PEP 597: Enable UTF-8 mode by default on Windows

Hi, all.

Here is the 2nd edition of the PEP 597. (The 1st edition is here)

I had proposed to change the default text encoding to UTF-8 in the previous edition. But it was backward incompatible change. And raising DeprecationWarning when encoding is ommitted is huge pain.

This time, I am proposing to utilize the UTF-8 mode by enabling it by default on Windows.

I don’t propose it for Python 3.9 because I want to get feedback about UTF-8 mode on Windows from users. I documented the UTF-8 mode on Windows (link) already. I want to recommend the UTF-8 mode for Windows users in 2020.


Abstract

This PEP proposes to make UTF-8 mode [#]_ enabled by default on
Windows.

The goal of this PEP is providing “UTF-8 by default” experience to
Windows users like Unix users.

Motivation

UTF-8 is the best encoding nowdays

Popular text editors like VS Code uses UTF-8 by default.
Even Microsoft Notepad uses UTF-8 by default since the Windows 10
May 2019 Update.
Additionally, the default encoding of Python source files is UTF-8.
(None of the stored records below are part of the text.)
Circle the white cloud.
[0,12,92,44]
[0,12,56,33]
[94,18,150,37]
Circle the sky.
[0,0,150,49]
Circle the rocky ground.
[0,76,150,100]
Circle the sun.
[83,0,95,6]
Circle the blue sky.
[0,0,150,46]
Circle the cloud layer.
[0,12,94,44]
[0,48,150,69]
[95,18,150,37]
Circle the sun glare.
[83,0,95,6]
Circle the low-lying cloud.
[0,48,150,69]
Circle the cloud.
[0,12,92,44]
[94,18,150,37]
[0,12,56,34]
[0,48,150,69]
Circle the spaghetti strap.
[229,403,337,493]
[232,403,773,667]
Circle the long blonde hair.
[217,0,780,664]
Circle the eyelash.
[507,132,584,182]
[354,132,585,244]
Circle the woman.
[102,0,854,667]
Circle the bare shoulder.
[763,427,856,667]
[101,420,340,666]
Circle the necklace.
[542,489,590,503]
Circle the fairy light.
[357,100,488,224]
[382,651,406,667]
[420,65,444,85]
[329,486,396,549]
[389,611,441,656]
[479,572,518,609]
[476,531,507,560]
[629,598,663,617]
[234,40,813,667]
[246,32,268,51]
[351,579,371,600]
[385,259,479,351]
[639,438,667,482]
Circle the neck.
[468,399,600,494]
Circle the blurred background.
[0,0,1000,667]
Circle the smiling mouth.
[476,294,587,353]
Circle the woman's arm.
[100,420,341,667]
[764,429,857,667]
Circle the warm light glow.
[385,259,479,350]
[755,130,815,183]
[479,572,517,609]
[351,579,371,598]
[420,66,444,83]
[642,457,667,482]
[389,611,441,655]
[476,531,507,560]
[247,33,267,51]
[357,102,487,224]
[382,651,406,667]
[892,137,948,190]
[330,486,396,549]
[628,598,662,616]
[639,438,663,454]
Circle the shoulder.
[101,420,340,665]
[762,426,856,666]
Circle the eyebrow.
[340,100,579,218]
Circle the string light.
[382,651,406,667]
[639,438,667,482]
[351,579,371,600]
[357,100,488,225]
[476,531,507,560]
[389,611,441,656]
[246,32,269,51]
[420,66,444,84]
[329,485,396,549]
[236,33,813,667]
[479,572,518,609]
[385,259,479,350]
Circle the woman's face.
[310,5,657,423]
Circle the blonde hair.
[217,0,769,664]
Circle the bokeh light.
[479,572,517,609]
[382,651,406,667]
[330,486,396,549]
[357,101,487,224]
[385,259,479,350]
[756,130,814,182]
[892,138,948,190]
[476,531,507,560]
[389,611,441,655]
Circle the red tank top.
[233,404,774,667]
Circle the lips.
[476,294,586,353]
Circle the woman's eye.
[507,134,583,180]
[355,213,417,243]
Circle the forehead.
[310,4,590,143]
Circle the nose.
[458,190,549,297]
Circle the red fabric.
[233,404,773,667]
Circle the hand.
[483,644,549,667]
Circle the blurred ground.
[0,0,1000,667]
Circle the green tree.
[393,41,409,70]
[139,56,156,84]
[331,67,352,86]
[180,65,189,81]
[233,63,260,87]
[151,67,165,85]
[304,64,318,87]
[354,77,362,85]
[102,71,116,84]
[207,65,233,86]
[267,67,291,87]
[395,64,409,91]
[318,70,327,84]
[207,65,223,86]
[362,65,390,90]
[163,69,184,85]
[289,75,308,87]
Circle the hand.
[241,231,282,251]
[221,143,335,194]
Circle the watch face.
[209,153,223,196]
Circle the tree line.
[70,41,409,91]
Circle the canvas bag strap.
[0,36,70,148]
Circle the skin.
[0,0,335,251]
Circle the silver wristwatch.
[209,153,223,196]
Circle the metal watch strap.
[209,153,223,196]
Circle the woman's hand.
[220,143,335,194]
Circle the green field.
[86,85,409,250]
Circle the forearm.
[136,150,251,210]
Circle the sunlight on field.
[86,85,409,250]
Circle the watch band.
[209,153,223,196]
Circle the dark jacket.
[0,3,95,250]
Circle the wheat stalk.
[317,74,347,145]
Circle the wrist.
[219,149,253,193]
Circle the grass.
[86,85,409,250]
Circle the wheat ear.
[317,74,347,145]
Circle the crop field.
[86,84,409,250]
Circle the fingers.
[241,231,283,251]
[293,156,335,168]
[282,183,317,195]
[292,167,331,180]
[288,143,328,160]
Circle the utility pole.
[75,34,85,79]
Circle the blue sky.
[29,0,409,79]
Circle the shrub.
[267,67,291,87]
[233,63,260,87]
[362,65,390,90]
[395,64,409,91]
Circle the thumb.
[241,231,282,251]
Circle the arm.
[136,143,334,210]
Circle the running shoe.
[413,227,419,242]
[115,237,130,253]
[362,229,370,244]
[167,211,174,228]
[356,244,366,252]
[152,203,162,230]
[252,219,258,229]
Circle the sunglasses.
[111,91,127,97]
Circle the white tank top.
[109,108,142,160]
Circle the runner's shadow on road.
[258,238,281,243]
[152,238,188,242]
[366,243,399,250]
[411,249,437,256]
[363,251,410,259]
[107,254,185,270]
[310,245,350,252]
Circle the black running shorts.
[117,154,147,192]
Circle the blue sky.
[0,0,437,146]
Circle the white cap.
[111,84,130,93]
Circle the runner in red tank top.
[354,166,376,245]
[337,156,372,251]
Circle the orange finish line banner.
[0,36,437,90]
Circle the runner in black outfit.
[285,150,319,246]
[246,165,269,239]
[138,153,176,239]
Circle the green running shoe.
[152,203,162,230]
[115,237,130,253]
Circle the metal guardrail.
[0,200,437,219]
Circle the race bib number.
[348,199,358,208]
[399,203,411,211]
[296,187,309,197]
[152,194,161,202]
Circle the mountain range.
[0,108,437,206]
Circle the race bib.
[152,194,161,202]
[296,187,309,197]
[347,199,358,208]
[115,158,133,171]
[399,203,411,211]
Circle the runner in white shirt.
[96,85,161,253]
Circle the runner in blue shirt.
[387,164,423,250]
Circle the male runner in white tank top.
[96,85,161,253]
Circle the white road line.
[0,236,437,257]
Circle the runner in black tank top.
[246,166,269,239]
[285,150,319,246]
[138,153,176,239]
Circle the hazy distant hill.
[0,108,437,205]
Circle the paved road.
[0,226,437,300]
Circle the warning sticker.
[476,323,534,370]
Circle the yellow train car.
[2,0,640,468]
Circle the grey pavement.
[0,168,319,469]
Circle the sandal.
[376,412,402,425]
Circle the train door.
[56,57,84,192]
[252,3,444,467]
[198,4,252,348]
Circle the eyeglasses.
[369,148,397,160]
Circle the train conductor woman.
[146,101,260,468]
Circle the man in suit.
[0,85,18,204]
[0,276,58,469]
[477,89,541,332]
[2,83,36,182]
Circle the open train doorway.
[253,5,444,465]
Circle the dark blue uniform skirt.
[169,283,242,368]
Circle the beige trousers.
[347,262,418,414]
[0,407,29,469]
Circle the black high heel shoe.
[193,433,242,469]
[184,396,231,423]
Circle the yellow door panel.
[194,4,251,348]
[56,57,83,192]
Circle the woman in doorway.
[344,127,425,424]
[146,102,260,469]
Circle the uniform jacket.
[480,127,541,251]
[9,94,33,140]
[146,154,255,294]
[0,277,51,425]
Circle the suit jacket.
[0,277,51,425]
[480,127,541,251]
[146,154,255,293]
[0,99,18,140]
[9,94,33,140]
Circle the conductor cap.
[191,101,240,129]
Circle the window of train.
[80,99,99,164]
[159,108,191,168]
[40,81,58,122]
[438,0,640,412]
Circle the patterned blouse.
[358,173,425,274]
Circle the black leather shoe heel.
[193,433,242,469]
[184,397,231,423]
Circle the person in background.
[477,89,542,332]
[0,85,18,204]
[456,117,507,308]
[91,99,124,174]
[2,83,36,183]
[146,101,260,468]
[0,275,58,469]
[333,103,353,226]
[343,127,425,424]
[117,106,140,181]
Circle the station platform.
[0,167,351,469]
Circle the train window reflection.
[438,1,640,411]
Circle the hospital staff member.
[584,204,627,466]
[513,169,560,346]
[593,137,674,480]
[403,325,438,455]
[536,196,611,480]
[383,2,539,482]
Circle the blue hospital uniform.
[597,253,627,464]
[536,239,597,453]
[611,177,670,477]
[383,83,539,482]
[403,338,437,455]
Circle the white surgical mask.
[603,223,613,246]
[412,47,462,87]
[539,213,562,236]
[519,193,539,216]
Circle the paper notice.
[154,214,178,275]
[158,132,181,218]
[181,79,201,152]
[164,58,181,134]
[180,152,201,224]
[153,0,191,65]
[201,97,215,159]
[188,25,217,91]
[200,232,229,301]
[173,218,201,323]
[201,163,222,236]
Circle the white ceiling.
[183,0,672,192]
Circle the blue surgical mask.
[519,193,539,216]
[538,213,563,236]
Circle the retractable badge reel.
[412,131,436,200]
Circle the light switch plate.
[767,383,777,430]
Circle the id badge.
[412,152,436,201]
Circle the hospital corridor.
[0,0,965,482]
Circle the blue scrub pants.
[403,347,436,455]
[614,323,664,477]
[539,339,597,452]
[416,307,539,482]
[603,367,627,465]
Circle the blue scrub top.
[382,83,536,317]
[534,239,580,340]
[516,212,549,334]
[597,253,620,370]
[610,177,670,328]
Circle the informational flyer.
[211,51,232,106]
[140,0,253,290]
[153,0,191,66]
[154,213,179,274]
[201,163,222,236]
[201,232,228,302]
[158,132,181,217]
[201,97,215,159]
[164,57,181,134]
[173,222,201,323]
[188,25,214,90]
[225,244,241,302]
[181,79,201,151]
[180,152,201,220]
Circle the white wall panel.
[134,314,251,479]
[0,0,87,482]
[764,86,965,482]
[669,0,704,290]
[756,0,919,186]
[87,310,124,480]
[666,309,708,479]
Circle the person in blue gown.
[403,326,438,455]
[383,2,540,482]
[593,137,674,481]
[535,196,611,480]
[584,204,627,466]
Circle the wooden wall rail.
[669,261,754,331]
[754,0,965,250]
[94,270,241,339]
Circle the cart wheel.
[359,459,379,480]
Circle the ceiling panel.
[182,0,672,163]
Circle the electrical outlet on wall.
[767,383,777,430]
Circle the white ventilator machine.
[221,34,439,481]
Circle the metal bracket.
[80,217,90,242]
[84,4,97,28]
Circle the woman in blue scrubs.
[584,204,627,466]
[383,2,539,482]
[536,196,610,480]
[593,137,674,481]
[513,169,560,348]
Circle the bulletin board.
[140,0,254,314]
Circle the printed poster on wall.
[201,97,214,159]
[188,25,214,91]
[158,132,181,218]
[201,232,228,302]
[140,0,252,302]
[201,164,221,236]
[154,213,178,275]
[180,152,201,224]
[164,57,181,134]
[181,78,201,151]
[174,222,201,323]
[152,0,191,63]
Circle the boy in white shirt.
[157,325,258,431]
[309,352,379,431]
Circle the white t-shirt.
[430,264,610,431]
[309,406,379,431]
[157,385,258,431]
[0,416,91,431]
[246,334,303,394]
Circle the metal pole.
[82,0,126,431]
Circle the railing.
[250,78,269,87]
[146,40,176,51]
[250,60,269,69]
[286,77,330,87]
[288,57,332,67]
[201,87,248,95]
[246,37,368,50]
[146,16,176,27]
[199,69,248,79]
We can assume that most Python programmers use UTF-8 for most text
files.

Python is one of the most popular first programming languages.
New programmers may not know about encoding. If the default encoding
for text files is UTF-8, they can learn about encoding when they need
to handle legacy encoding.

People assume the default encoding is UTF-8 already

Developers using macOS or Linux may forget that the default encoding
is not always UTF-8.

For example, long_description = open("README.md").read() in
setup.py is a common mistake. Many Windows users can not install
the package if there is at least one emoji or any other non-ASCII
character in the README.md file.

Even Python experts assume that default encoding is UTF-8.
It creates bugs that happen only on Windows. See [#]_ and [#]_.

Changing the default text encoding to UTF-8 will help many Windows
users.

Specification

Enable UTF-8 mode on Windows unless it is disabled explicitly.

UTF-8 mode affects these areas:

  • locale.getpreferredencoding returns “UTF-8”.

    • open, subprocess.Popen, pathlib.Path.read_text,
      ZipFile.open, and many other functions use UTF-8 when
      the encoding option is omitted.
  • The stdio uses “UTF-8” always.

    • Console I/O uses “UTF-8” already [#]_. So this affects
      only when the stdio are redirected.

On the other hand, UTF-8 mode doesn’t affect to “mbcs” encoding.
Users can still use system encoding by choosing “mbcs” encoding
explicitly.

Backwards Compatibility

Some existing applications assuming the default text encoding is the
system encoding (a.k.a. ANSI encoding) will be broken by this change.

Users can disable the UTF-8 mode by environment variable
(PYTHONUTF8=0) or command line option (-Xutf8=0) for backward
compatibility.

Rejected Ideas

Change the default encoding of TextIOWrapper to “UTF-8”

This idea changed the default encoding to UTF-8 always, regardless of
platform, locale, and environment variables.

While this idea looks ideal in terms of consistency, it will cause
backward compatibility problems.

Utilizing the UTF-8 mode seems better than adding one more backward
compatibility option like PYTHONLEGACYWINDOWSSTDIO.

Reference Implementation

To be written.

References

… [#] PEP 540 -- Add a new UTF-8 Mode <https://www.python.org/dev/peps/pep-0540/>_
… [#] https://github.com/pypa/packaging.python.org/pull/682
… [#] https://bugs.python.org/issue33684
… [#] PEP 528 -- Change Windows console encoding to UTF-8 <https://www.python.org/dev/peps/pep-0528/>_

2 Likes

To save me doing the diff by hand on my phone, exactly what has changed from the last time this was proposed?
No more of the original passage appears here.